Néanmoins, l’efficacité de l’initiative dirigée à présent par l’État est remise en question. Comme l’ont souligné des chercheurs, alors que la loi anti-gaspillage règlemente essentiellement les activités liées au marketing alimentaire et à la restauration, lorsque la nourriture est sur le point d’être consommée, elle contrôle et sanctionne essentiellement les secteurs de la restauration et des médias, au lieu de lutter contre le gâchis alimentaire au niveau du processus de production.
Sur ce point, les « mukbangs » (d’origine coréenne), un phénomène internet consistant à publier des vidéos où des personnes consomment de la nourriture, sont devenus la cible principale de la loi.
Les hôtes de mukbangs consomment d’énormes quantités de nourriture tout en interagissant avec leur audience lors de diffusions en direct. Ce type de vidéo est très populaire en Asie, y compris en Chine, et attirent des millions d’internautes dans le but de se divertir et d’assouvir une envie de nourriture primaire et par procuration.
Plusieurs mois avant l’adoption de la loi, les autorités chinoises ont averti les plateformes médiatiques d’effacer tout contenu contribuant au gâchis alimentaire. Maintenant les médias, les plateformes et tout dirigeant responsable sont passibles d’une amende entre 10 000 et 100 000 yuans (soit environ entre 1 500 à 15 000 USD) en cas de graves infractions.
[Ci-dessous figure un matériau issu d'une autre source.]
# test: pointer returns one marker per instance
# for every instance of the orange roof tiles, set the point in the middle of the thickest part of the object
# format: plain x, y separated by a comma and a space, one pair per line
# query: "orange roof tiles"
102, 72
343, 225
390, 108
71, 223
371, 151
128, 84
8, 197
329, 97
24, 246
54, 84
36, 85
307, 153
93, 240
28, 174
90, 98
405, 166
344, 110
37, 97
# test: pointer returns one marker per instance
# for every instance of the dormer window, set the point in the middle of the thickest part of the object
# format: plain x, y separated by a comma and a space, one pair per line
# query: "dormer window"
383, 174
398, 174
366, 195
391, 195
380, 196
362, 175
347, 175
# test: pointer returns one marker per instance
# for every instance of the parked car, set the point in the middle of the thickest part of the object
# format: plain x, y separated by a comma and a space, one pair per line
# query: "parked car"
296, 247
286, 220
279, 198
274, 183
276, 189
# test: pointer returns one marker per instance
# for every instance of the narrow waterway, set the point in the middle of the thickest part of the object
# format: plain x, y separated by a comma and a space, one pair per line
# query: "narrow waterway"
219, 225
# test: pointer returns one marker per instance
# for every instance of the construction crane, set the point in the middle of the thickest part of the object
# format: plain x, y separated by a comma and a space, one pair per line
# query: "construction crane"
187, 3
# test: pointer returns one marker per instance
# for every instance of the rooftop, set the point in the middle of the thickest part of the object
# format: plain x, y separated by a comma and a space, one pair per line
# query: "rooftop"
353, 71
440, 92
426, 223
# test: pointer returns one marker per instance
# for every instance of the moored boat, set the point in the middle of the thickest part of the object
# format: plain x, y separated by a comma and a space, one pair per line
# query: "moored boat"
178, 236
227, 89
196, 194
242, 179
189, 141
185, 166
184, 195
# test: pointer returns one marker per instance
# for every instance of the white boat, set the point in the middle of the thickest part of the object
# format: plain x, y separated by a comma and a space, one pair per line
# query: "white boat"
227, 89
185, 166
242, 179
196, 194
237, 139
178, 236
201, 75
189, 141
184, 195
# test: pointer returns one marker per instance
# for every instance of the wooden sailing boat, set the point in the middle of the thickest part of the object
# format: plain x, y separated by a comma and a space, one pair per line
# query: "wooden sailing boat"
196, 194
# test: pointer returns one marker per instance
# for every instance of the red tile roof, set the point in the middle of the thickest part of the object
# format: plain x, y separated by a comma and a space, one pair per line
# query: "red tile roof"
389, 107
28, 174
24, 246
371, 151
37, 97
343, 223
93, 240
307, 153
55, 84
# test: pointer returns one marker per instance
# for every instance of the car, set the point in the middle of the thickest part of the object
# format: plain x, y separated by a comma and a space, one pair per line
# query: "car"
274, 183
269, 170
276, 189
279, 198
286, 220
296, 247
Les réseaux sociaux ont alors commencé à supprimer les mukbangs de leurs plateformes. Des créateurs ont effacé leur contenu, ou se sont orientés vers d’autres thématiques alimentaires telles que les critiques de restaurants ou les tutoriels de cuisine. D’autres ont migré leurs vidéos vers des plateformes hors de portée de la juridiction chinoise, telles que YouTube, pour ensuite télécharger de nouveau des versions éditées afin de contourner les règles. Certains continuent encore à tester les limites du gaspillage alimentaire en diffusant leurs vidéos à minuit, en finissant toute leur nourriture et en ajoutant un message d’avertissement.
Sur Douyin (la version chinoise de TikTok), un message apparait lorsqu’un internaute recherche des mukbangs : « Appréciez la nourriture. Dites non au gaspillage. Un bon régime alimentaire. Une vie saine. ». Capture d’écran. Fair use.
Aujourd’hui le gâchis alimentaire en Chine n’est pas seulement un problème d’ordre culturel, lequel a été abordé depuis déjà plus d’une décennie grâce à la campagne « Finissez votre assiette » et la loi anti-gaspillage alimentaire. Comme le soulignent des socio-économistes, le défi auquel fait face la Chine en matière de durabilité est plus étroitement lié à l’étape de production de la chaine d’approvisionnement plutôt qu’au niveau des consommateurs.
Selon des estimations de 2022, la Chine perdait post-récolte entre 289 et 368 millions de tonnes de nourriture par an, alors que le gaspillage alimentaire au stade de la consommation se situait entre 27 et 35 millions de tonnes, avec un taux de perte de 5 %. Le problème de surcapacité du secteur agroalimentaire en est probablement la cause.
L’an dernier, afin de pallier au problème de surproduction, le Conseil des affaires de l’État chinois a publié un plan d’action visant à réduire d’ici 2027 les taux de pertes de céréales et de nourriture durant leur production, stockage, transport et transformation, à un niveau inférieur à la moyenne internationale.